Folding Room Divider report (22-23 Teaching Recap)

In my last post I reviewed some recent updates from my research, but of course my job also includes another major component: teaching. I think it’s worth reviewing my experiences here for two main reasons. First, I use writing as a memory aid for things I’d like to remind myself later on. Second, I hope that other newly-hired or aspiring tenure-track faculty will be able to learn from my experiences, as well as any grad students trying to build their teaching practice.

But first, some disclaimers: I do all of my teaching 100% online, and largely asynchronous. My academic department does everything remotely, and has done so since 2009. This means that any observations or tips I share here will be indelibly skewed by this somewhat atypical arrangement. It also means, on a more philosophical level, that my entire experience of the world is now influenced by the fact that I spend all my working hours on the internet. But that’s a different conversation.

I started this job in August 2022, when I was living in Austin, Texas. I could have stayed in Austin if I wanted to, but I don’t have any roots out there and I don’t love the existential climate angst I feel when blasting A/C to cope with 110ºF heat, so we elected to move back to New York, which is where we started before my postdoc.

Making a major move right before you start teaching is rough. There’s no way around it. If you record videos or take Zoom meetings (which I assume most faculty do nowadays, even if your job is mostly IRL), one major problem presented by moving is the lack of a ‘professional’ background. This is doubly true if you live in a small space, like most NYC apartments, or most grad student dwellings. For the first semester, I tried to cultivate some semblance of an authentic professional-looking backdrop. In practice, this meant moving clutter out of frame each time I turned the webcam on. I also used a decent amount of virtual backgrounds on Zoom, but they often glitch around the edges if you move suddenly and reveal whatever’s actually behind you. They also don’t really work outside of Zoom (i.e. recording course tutorial videos). For the second semester, I bought a folding room divider, and it made my life much easier. Just put it up and go. I should have done it sooner.
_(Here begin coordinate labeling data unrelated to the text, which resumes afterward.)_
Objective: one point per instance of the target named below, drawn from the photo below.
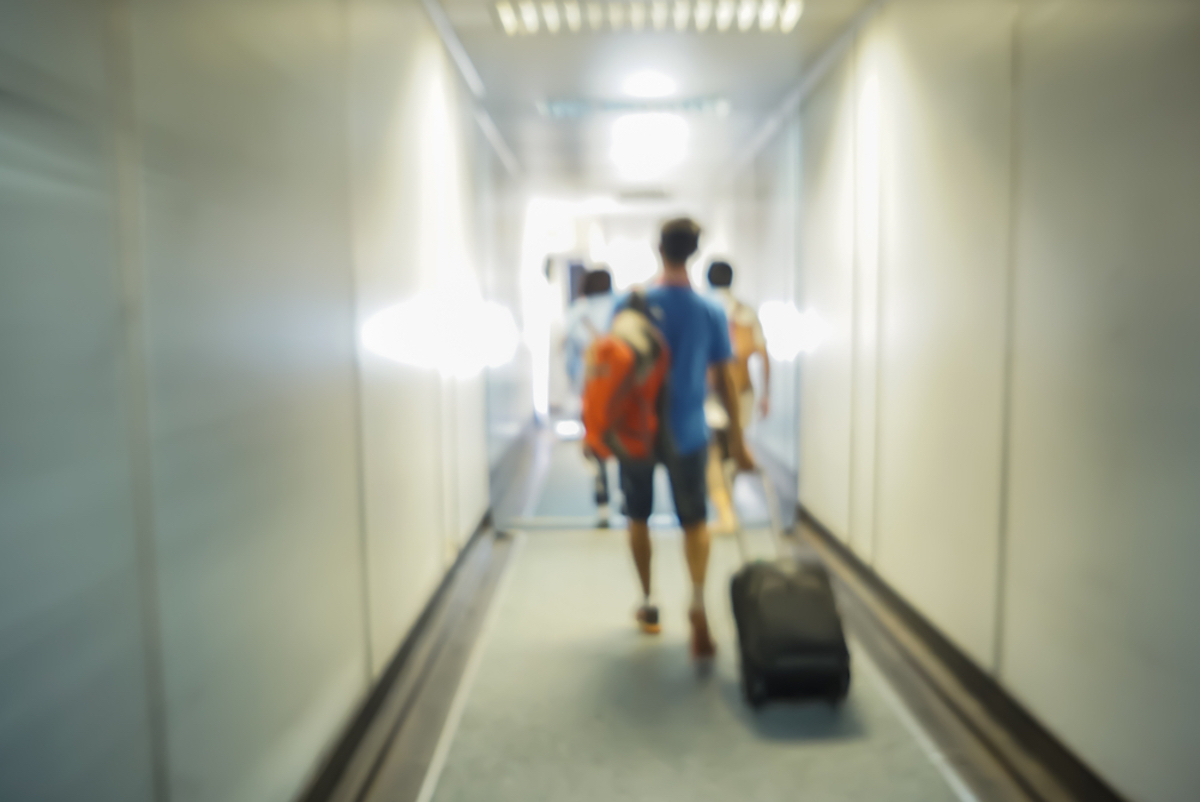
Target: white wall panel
(1101, 633)
(774, 271)
(417, 172)
(943, 71)
(73, 695)
(827, 263)
(251, 340)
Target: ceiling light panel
(574, 16)
(508, 17)
(792, 11)
(768, 13)
(725, 12)
(747, 13)
(682, 12)
(637, 16)
(529, 17)
(550, 16)
(555, 16)
(660, 12)
(617, 16)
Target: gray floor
(570, 701)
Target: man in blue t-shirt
(699, 336)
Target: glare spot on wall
(789, 331)
(435, 330)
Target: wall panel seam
(129, 222)
(1006, 423)
(357, 367)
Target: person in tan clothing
(747, 340)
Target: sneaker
(702, 646)
(648, 620)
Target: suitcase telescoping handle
(777, 521)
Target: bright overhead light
(550, 13)
(725, 12)
(659, 15)
(747, 13)
(595, 16)
(683, 11)
(569, 430)
(647, 83)
(574, 18)
(646, 145)
(529, 17)
(445, 333)
(789, 331)
(792, 11)
(508, 17)
(617, 16)
(637, 16)
(768, 13)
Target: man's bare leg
(640, 545)
(696, 544)
(719, 491)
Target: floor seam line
(467, 681)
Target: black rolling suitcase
(789, 630)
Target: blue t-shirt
(699, 336)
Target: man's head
(598, 282)
(679, 239)
(720, 275)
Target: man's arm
(765, 401)
(724, 381)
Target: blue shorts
(688, 486)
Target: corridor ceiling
(737, 77)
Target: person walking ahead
(588, 318)
(697, 334)
(747, 339)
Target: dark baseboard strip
(1037, 760)
(330, 772)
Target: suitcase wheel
(755, 689)
(841, 689)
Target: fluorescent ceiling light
(768, 13)
(725, 12)
(683, 11)
(747, 15)
(574, 18)
(637, 16)
(529, 17)
(659, 15)
(569, 429)
(617, 15)
(789, 331)
(647, 83)
(550, 13)
(792, 11)
(508, 17)
(646, 145)
(450, 334)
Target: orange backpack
(624, 391)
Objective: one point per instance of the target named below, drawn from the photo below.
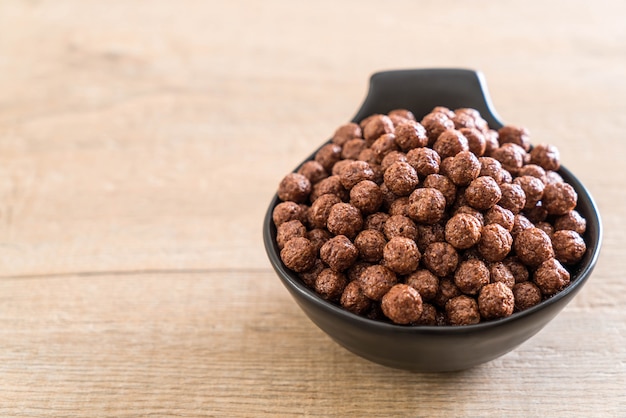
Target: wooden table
(140, 143)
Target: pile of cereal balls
(440, 222)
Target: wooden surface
(140, 143)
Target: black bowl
(431, 348)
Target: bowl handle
(421, 90)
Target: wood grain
(140, 143)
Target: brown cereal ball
(483, 193)
(410, 134)
(450, 143)
(499, 272)
(551, 277)
(376, 126)
(526, 295)
(401, 178)
(318, 237)
(427, 234)
(400, 206)
(495, 243)
(513, 197)
(426, 283)
(533, 189)
(427, 205)
(569, 247)
(571, 221)
(462, 231)
(498, 215)
(464, 168)
(288, 211)
(517, 268)
(313, 171)
(435, 124)
(347, 132)
(559, 198)
(370, 244)
(328, 155)
(330, 185)
(511, 156)
(339, 253)
(471, 276)
(402, 304)
(355, 172)
(392, 157)
(366, 196)
(425, 161)
(354, 300)
(352, 149)
(344, 219)
(401, 255)
(441, 259)
(546, 156)
(400, 226)
(376, 280)
(532, 246)
(294, 187)
(298, 254)
(462, 310)
(475, 140)
(289, 230)
(443, 184)
(320, 209)
(496, 300)
(330, 284)
(376, 221)
(384, 145)
(515, 135)
(533, 170)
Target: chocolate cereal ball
(401, 255)
(402, 304)
(471, 276)
(569, 247)
(441, 259)
(546, 156)
(533, 247)
(483, 193)
(289, 230)
(551, 277)
(462, 310)
(366, 196)
(559, 198)
(400, 226)
(288, 211)
(425, 161)
(339, 253)
(330, 284)
(401, 178)
(526, 295)
(427, 205)
(410, 134)
(463, 231)
(298, 254)
(294, 187)
(344, 219)
(354, 300)
(495, 243)
(376, 280)
(496, 300)
(347, 132)
(370, 244)
(426, 283)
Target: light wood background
(141, 141)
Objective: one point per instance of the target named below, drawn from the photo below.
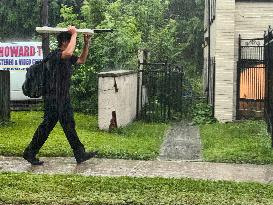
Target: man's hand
(87, 38)
(72, 30)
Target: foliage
(172, 30)
(27, 188)
(136, 141)
(238, 142)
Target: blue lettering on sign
(6, 61)
(35, 60)
(24, 62)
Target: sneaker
(32, 159)
(86, 156)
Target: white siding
(225, 63)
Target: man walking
(57, 103)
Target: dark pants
(56, 110)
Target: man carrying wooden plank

As for the actual content of my courses, I was fortunate to begin my teaching with two sections of the same well-developed core curriculum course. When asked what I wanted to teach last year, this was my first request: please give me something that will run every semester and that has been developed by existing faculty. The course was slightly outside my usual teaching area, but still well within the realm of material I learned during grad school. Any rustiness in my subject area expertise was completely eclipsed by the benefits I secured by teaching a course that was already thoroughly road-tested. I also got to join a group of other faculty members teaching the course concurrently—built-in mentorship. This greatly reduced the challenge of finding my feet at a new institution.

Another thing that was new to me was the California State University system’s approach to teaching. During our training last summer, leadership emphasized flexibility and compassion. We had workshops about meeting the needs of working students, first-generation students, immigrant students, students in crisis, etc. The end result, for me, was a new outlook less concerned with competitive positioning in relation to other schools than the institutional cultures I’ve experienced elsewhere. Don’t get me wrong, I see the value in competitive drive for certain purposes. I’m a product of fifteen years at those competitive research universities, after all, and I think I got a pretty good education. But they’re not for everyone, and I am finding that my students reflect my attitudes back at me. When I’m flexible with them, they’re flexible with me. My kindness in evaluations of their coursework has, thus far, thankfully, been reflected back in the kindness they show in my course evaluations.

As I get ready for the 23-24 academic year, I’ll be trying to put these principles into action with another course. This time, I’m teaching a syllabus of my own design. I’m glad I learned to color within the lines, so to speak, by picking a well-established course last year. I’m also glad that I don’t have to worry about a Zoom glitch revealing my messy apartment during a lecture. Check back in a few months to see if how it all works out.